Executed by Richard Ginori in 1985, polychrome enamelled porcelain. It is part of a numbered series that was created to celebrate Doccia’s factory’s 250th anniversary.
Ginori 1735-1985, N° 251, Serie numerata per il 250° Anniversario della Manifattura di Doccia
19 cm. high, 15,5 cm. Diameter.
Gio Ponti (Italian, 1891–1979) was an important architect, industrial and furniture designer, artist, and publisher, associated with the development of modern architecture and modern industrial design in Italy. Born in Milan, Ponti studied architecture at the Polytechnic University there. After serving in the army during World War I, he graduated in 1921. In 1923, Ponti entered into a partnership with Mino Fiocchi and Emilio Lancia, and was influenced by the neoclassical Novecento Italiano movement. In 1928, he established the Domus magazine, which focused on architecture, art, and design, and is still being published today.
During the late 1920s, Ponti built houses in Milan and Paris, including the domuses, which looked like typical Milanese homes from the outside, but had innovative interiors, with flexible spaces and modular furniture. Also, during this time, he curated the Biennale della Arti Decorativa, in Monza and Milan, where he was appointed to the executive committee of the fifth Milan Triennale. His best-known architectural work, the Pirelli Building, Milan (1955–59, with Pier Luigi Nervi and others), is notable for its hexagonal plan. Other important works include a cathedral (1971) in Taranto, Italy, and the Bijenkorf shopping centre (1967) in Eindhoven, Neth.

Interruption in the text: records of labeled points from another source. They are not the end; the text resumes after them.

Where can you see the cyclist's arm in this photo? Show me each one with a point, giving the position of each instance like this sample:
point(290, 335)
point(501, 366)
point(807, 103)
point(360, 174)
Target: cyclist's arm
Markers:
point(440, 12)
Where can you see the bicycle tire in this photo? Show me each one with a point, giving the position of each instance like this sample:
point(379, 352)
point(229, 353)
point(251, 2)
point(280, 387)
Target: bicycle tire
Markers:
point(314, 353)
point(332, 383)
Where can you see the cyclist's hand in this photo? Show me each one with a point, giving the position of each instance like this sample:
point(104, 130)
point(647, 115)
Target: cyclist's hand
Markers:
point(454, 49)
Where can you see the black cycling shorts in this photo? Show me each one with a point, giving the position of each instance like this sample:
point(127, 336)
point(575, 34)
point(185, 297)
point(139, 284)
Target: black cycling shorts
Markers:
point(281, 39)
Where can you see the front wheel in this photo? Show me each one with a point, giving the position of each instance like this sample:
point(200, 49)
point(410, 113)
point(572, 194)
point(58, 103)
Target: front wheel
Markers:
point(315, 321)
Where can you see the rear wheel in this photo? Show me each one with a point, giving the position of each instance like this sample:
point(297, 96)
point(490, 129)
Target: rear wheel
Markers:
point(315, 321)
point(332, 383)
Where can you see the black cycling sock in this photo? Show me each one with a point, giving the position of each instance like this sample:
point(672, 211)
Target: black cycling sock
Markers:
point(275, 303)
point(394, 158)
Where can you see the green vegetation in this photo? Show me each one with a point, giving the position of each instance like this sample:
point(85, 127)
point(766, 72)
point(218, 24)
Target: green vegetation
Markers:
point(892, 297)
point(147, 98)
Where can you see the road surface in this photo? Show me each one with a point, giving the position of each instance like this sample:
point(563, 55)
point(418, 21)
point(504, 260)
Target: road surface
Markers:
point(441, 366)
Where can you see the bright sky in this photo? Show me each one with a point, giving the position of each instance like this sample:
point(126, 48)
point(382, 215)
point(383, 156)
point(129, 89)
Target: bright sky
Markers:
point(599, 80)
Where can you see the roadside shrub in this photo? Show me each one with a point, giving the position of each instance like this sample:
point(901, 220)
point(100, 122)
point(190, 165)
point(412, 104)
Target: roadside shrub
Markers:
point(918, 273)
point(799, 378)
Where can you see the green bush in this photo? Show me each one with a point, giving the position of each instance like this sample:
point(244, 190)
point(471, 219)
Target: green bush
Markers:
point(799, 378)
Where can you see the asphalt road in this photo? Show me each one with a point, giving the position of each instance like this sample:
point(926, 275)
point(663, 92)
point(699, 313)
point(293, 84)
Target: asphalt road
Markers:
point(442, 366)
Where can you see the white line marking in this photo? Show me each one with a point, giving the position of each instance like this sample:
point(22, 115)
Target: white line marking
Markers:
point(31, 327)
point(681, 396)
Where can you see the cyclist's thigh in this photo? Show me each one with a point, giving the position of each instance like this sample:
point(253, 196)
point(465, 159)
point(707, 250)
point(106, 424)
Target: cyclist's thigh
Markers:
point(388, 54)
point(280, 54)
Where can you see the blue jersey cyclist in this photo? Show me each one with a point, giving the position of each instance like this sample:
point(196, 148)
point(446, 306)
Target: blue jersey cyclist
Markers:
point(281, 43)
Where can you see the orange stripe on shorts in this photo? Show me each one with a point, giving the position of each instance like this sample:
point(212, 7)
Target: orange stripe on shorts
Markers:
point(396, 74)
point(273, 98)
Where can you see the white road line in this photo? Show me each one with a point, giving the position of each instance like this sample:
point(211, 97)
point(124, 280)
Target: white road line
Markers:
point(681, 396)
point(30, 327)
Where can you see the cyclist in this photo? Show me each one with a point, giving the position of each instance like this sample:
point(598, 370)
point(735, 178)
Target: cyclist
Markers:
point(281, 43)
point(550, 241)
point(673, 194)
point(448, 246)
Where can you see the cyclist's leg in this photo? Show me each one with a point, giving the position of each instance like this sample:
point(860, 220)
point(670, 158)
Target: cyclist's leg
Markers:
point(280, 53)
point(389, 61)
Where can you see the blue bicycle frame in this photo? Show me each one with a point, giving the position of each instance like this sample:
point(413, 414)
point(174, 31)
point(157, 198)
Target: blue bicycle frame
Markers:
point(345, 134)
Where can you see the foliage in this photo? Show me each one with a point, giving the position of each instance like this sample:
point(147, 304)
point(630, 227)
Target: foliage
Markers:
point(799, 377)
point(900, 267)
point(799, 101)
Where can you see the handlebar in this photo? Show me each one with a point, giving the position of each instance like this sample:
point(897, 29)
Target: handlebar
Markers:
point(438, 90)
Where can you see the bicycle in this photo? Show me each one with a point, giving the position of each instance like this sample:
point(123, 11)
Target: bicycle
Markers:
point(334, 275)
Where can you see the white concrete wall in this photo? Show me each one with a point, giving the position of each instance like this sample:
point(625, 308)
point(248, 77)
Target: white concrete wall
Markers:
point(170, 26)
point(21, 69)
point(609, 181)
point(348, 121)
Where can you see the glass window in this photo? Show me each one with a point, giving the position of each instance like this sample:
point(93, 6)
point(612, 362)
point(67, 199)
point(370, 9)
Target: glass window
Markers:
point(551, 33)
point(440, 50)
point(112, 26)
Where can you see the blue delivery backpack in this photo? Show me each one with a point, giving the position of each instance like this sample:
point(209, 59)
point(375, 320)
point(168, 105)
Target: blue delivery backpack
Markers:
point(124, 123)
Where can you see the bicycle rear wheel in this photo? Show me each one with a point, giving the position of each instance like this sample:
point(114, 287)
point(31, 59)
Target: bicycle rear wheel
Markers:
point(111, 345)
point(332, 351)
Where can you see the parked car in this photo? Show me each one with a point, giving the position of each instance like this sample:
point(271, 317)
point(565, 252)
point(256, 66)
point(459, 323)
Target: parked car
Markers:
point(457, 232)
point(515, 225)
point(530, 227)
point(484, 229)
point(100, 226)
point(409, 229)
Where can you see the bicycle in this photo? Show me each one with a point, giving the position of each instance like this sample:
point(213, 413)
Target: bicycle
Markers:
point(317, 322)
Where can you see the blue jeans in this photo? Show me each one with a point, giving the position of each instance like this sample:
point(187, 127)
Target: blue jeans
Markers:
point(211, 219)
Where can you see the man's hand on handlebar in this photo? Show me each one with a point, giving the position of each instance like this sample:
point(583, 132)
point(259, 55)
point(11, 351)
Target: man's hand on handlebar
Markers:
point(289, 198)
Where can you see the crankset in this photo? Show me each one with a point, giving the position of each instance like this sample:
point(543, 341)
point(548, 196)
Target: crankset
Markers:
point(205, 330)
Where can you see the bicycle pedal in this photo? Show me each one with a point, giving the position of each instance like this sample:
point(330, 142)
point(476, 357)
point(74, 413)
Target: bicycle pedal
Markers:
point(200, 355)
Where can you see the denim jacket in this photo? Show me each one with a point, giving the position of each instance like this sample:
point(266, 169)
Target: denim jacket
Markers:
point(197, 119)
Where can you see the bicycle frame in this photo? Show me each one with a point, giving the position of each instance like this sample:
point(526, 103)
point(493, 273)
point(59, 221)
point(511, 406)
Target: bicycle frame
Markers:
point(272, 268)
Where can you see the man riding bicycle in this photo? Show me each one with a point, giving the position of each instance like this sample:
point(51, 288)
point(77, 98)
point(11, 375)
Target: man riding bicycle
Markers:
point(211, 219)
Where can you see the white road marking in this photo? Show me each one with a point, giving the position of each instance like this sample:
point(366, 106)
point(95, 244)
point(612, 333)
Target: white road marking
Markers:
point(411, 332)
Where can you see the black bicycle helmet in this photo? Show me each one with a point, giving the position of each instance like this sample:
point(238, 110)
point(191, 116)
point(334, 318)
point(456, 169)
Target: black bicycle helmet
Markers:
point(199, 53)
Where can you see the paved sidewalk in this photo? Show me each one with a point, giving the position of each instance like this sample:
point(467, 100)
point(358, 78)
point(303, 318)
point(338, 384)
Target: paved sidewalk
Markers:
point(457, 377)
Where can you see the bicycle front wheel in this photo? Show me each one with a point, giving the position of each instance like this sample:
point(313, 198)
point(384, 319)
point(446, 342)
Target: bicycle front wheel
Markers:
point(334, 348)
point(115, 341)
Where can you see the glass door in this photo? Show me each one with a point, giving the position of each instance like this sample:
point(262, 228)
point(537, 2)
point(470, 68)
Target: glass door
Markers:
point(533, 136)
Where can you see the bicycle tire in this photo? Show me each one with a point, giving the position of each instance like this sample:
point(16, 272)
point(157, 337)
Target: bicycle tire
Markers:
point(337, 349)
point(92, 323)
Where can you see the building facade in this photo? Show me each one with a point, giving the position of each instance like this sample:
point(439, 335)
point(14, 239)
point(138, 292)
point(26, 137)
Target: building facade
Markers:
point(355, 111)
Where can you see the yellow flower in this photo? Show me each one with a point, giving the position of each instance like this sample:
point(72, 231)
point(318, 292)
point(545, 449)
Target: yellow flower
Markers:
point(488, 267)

Ponti believed that, as an architect, it was his responsibility to create buildings that fused form and function.
Simultaneously with his architecture, Ponti was active in painting, the graphic arts, design for motion pictures and the theatre—including costumes and scenery for Milan’s La Scala opera—and interior design. Gio Ponti was the artistic director of the Ginori Manifattura from 1923 to 1933, and in 1926 many designs took shape in his irrepressible imagination.